Still, if there must be registration, the AMA sees federal as preferable to state-level, noting, “For those platforms that meet an appropriate threshold of weight and safety characteristics, federal UAS registration makes some sense. A patchwork of state-level UAS registration systems, on the other hand, would be even more cumbersome and confusing and is not necessary.”
So what impact would these changes have? Popular Science talked to Steven Miller, a partner at the Hanson Bridgett law firm in Northern California, who writes Hoverlaw, a blog about drones and regulations. He said he sees two major benefits of a drone registry system. “There’s a category of folks who are in a ‘here hold my beer, watch this’ category who may misuse a drone in a way that is offensive to the general public privacy rights or unsafe,” and a drone registry will help enforce regulation against that behavior. Secondly, people or local governments who own critical infrastructure, like bridges or power grids, Miller says, “really want to know the difference between an enthusiast and an enemy, users who have ill intent.” So the sight of registered drones may bring peace of mind, while unregistered drones would scan instead as a threat.

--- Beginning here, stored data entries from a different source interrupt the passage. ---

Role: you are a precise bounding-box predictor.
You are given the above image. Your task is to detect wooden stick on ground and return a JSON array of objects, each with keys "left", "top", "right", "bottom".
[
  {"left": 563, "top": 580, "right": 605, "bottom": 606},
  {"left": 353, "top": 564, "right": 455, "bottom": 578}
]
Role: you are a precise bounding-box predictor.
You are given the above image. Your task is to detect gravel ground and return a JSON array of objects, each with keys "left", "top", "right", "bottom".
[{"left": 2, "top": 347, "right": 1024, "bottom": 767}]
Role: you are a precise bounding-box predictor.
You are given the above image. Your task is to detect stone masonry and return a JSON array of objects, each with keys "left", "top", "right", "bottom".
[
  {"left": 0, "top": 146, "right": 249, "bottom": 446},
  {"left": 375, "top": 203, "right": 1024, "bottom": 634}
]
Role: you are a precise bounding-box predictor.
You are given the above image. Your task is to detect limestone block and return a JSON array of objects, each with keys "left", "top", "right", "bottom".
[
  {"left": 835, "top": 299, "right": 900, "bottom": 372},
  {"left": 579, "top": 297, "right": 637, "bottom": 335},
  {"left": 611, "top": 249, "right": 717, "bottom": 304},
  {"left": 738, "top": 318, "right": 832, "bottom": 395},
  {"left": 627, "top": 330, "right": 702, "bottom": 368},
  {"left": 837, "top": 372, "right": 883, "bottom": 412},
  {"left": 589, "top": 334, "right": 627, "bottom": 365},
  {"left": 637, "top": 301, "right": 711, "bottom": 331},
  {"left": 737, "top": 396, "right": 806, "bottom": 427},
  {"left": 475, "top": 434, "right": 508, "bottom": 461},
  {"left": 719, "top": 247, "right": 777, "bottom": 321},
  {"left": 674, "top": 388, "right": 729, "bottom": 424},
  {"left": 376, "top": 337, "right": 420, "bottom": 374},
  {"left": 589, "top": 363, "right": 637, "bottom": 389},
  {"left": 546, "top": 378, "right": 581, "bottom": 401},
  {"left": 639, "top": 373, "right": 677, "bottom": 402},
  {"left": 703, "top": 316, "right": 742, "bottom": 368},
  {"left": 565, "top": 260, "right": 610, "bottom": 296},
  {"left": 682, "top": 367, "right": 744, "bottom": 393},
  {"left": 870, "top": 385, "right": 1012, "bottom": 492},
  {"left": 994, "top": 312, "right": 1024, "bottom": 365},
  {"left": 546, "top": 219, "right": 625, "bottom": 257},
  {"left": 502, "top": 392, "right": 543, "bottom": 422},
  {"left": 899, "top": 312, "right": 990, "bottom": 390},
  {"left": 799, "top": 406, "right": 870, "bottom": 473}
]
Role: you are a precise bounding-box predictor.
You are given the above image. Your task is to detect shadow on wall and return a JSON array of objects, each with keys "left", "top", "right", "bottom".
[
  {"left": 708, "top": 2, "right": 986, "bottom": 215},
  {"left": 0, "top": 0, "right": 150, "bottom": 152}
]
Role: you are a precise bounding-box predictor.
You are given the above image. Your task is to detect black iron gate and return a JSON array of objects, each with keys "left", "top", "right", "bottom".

Overall, Miller is skeptical of a national registry that works to prevent harms done by drones. Instead, he sees a lot of potential in changing our understanding of Trespass Law. “I think the law of trespass is going to be developed to accommodate technology like drones,” Miller said, “to include trespass that’s not a physical actual trespass but is trespass using a device to acquire information. There’s a legal distinction between standing outside a fence on a ladder holding a camera and hovering a drone outside a window, and maybe there shouldn’t be.
Before Amazon Prime Air starts delivering packages, before the skies above farms are swarming with agricultural drones, the new drone rules are likely to have an outsized impact on the civilians who have flown unmanned aircraft the longest.
The FAA is still in the process of finalizing the rules, and it looks like they’ll conclude around the summer of 2016. It remains to be seen how much weight they’ll give to the concerns of hobbyists. Maybe it will be even more than two sticks of butter.